Stedman racial composition
| Race | Number | Percentage |
|---|---|---|
| White (non-Hispanic) | 939 | 73.53% |
| Black or African American (non-Hispanic) | 129 | 10.1% |
| Native American | 15 | 1.17% |
| Asian | 8 | 0.63% |
| Other/Mixed | 105 | 8.22% |
| Hispanic or Latino | 81 | 6.34% |

As of the 2020 United States census, there were 1,277 people, 501 households, and 329 families residing in the town.

===2000 census===
As of the census of 2000, there were 664 people, 261 households, and 196 families residing in the town. The population density was 484.0 PD/sqmi. There were 286 housing units at an average density of 208.5 /sqmi. The racial makeup of the town was 82.53% White, 12.50% African American, 1.05% Native American, 0.45% Asian, 0.15% Pacific Islander, 1.20% from other races, and 2.11% from two or more races. Hispanic or Latino of any race were 2.41% of the population.

There were 261 households, out of which 32.2% had children under the age of 18 living with them, 57.1% were married couples living together, 12.6% had a female householder with no husband present, and 24.9% were non-families. 20.7% of all households were made up of individuals, and 7.7% had someone living alone who was 65 years of age or older. The average household size was 2.54 and the average family size was 2.93.
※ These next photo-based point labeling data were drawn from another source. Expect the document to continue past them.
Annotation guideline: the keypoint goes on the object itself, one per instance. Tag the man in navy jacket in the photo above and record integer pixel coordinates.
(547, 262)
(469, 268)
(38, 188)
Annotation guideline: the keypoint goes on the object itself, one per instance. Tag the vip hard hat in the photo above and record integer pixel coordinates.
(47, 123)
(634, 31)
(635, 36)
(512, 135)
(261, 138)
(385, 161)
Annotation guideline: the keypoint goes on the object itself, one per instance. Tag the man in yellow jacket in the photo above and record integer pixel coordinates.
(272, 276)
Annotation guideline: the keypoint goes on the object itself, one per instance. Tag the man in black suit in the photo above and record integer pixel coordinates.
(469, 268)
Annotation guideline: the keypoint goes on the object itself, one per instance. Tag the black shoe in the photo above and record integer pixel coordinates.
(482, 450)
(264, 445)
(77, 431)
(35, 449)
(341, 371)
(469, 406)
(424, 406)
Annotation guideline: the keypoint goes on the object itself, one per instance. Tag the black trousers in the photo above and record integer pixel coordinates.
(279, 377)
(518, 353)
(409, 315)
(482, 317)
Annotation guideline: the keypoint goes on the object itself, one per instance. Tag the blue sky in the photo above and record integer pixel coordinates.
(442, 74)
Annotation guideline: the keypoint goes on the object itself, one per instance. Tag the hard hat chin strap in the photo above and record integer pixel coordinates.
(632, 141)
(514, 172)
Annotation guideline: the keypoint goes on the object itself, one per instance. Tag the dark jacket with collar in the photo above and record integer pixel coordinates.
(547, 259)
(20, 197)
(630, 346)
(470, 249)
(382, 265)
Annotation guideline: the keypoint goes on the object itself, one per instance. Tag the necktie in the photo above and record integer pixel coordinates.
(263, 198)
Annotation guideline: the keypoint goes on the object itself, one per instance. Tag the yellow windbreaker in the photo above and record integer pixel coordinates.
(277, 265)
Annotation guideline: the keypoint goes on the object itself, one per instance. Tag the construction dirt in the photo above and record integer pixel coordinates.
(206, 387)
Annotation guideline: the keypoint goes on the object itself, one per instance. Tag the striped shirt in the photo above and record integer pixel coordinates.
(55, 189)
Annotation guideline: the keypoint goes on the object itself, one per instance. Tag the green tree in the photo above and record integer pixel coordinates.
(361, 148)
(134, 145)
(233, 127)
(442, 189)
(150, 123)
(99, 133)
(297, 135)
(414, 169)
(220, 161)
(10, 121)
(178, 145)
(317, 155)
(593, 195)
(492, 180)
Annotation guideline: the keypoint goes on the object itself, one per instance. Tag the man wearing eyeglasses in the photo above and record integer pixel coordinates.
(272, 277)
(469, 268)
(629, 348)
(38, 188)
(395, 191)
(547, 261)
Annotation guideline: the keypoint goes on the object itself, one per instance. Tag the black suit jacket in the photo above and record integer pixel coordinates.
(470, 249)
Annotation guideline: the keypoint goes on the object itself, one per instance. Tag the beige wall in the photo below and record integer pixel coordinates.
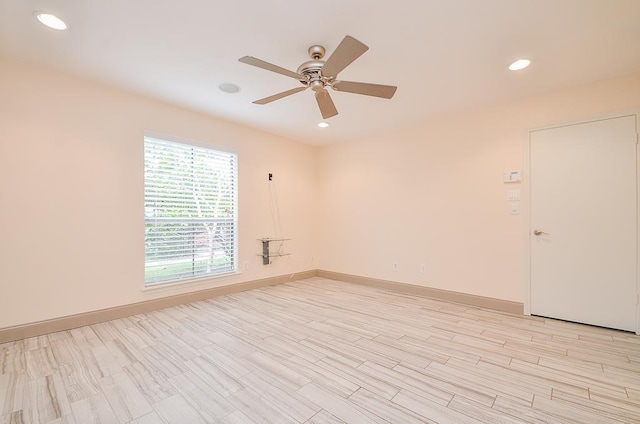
(71, 190)
(71, 213)
(434, 194)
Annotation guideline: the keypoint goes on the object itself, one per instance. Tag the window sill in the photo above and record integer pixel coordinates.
(192, 282)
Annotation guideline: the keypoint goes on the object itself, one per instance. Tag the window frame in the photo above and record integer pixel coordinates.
(233, 265)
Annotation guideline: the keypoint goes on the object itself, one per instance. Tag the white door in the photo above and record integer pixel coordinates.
(583, 228)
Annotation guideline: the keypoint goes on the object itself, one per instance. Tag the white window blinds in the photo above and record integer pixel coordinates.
(190, 202)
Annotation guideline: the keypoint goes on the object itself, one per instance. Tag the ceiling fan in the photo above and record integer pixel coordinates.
(319, 75)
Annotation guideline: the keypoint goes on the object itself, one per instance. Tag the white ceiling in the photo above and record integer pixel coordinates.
(444, 55)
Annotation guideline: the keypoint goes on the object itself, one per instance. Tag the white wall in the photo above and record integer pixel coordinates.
(71, 190)
(71, 193)
(434, 194)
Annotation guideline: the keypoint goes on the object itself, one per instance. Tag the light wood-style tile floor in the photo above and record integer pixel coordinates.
(323, 351)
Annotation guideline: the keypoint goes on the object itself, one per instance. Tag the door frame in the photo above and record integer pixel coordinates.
(526, 202)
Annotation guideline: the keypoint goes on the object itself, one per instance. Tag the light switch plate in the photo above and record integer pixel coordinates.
(513, 194)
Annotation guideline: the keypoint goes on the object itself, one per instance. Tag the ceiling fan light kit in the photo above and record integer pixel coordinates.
(319, 75)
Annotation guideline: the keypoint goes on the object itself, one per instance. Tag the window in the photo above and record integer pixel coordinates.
(190, 206)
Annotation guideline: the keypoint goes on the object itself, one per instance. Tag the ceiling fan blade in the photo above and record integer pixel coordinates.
(347, 51)
(376, 90)
(327, 108)
(279, 96)
(250, 60)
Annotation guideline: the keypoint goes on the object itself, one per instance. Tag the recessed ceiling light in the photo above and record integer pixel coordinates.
(52, 21)
(519, 64)
(229, 88)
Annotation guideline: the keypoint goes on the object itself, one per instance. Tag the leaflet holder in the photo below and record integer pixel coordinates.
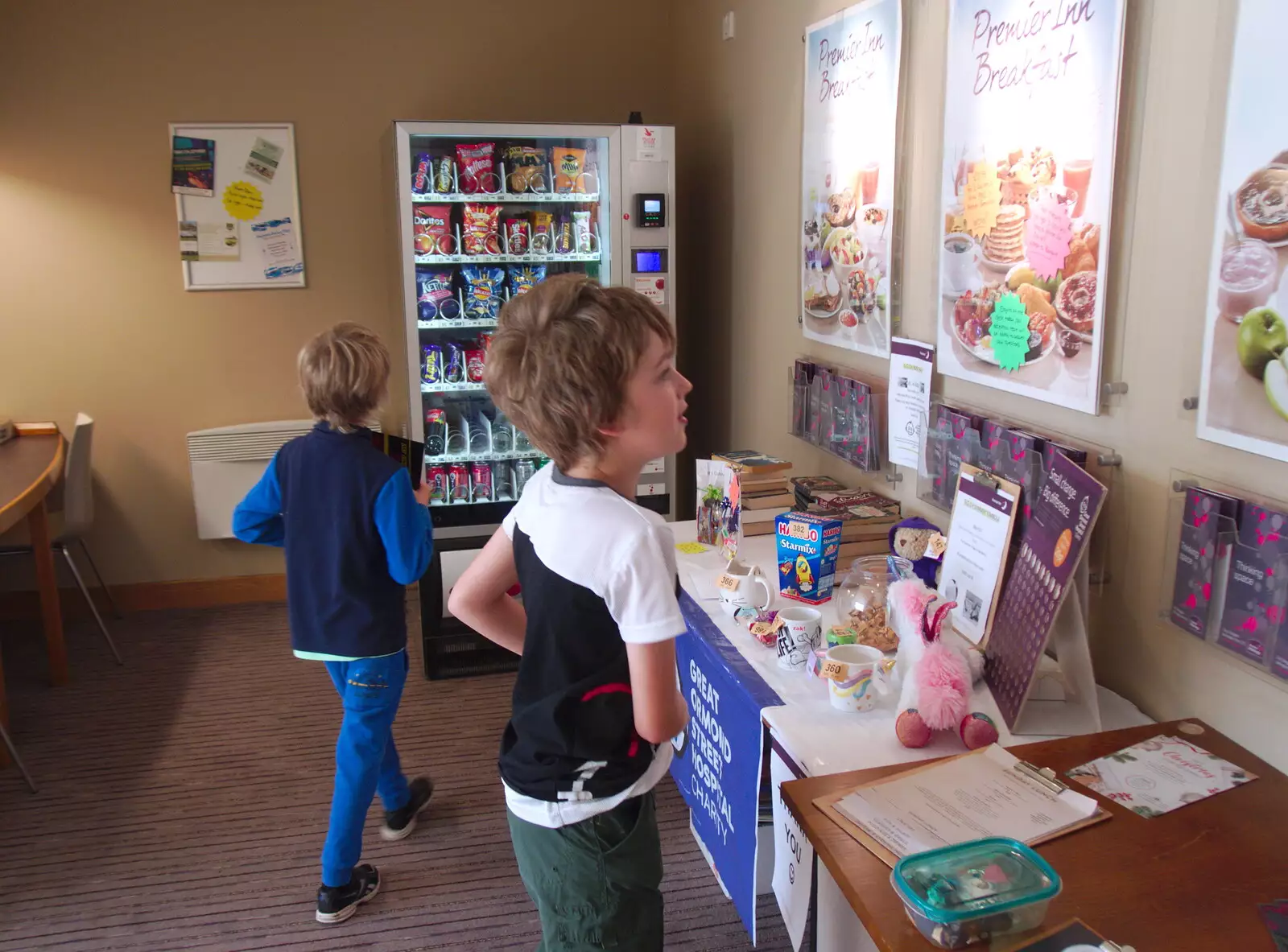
(1245, 617)
(841, 413)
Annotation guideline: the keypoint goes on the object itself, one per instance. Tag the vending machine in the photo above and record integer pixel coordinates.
(485, 212)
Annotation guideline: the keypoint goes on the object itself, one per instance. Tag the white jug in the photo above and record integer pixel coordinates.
(737, 585)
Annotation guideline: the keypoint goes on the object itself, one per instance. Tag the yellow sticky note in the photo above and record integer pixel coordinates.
(244, 200)
(983, 199)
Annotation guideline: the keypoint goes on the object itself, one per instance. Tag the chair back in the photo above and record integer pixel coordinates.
(77, 492)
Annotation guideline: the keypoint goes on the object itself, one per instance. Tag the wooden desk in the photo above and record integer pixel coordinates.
(30, 467)
(1188, 880)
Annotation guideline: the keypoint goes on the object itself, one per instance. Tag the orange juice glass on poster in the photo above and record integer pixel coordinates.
(1077, 175)
(869, 173)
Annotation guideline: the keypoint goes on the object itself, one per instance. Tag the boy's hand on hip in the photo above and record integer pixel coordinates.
(422, 493)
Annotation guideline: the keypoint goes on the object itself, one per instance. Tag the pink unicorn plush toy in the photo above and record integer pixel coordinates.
(937, 669)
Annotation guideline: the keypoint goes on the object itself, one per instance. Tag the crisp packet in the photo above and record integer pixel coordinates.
(525, 277)
(482, 291)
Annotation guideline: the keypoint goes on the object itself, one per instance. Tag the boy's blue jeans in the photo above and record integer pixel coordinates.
(366, 760)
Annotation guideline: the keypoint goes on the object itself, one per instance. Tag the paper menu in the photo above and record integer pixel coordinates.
(966, 797)
(979, 538)
(1161, 774)
(911, 365)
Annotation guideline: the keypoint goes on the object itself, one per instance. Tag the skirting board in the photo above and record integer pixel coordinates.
(146, 596)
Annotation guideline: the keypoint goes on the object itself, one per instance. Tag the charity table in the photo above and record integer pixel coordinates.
(1188, 879)
(751, 720)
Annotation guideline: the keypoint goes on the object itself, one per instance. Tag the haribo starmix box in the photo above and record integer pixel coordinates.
(808, 544)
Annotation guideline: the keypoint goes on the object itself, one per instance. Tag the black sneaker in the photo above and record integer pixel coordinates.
(336, 903)
(399, 823)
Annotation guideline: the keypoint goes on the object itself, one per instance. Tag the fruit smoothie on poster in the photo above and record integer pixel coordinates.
(1027, 187)
(1243, 397)
(848, 175)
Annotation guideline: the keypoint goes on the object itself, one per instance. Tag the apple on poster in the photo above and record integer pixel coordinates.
(1030, 113)
(1243, 397)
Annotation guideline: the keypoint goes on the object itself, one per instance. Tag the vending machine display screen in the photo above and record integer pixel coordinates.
(650, 261)
(650, 210)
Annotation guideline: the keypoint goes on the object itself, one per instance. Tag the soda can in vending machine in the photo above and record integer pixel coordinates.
(481, 482)
(437, 480)
(454, 370)
(523, 472)
(422, 178)
(435, 370)
(457, 484)
(436, 432)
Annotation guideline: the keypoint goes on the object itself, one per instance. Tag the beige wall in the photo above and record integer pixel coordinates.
(740, 109)
(93, 315)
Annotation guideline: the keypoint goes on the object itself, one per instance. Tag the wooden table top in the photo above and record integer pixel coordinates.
(1188, 880)
(30, 467)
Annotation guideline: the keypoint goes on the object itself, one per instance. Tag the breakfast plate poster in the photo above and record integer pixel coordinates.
(1243, 398)
(852, 96)
(1030, 124)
In the town, the population was spread out, with 23.8% under the age of 18, 7.1% from 18 to 24, 28.8% from 25 to 44, 28.2% from 45 to 64, and 12.2% who were 65 years of age or older. The median age was 40 years. For every 100 females, there were 96.4 males. For every 100 females age 18 and over, there were 89.5 males.

The median income for a household in the town was $47,321, and the median income for a family was $55,294. Males had a median income of $36,250 versus $21,875 for females. The per capita income for the town was $19,233. About 4.3% of families and 10.0% of the population were below the poverty line, including 18.8% of those under age 18 and 12.3% of those age 65 or over.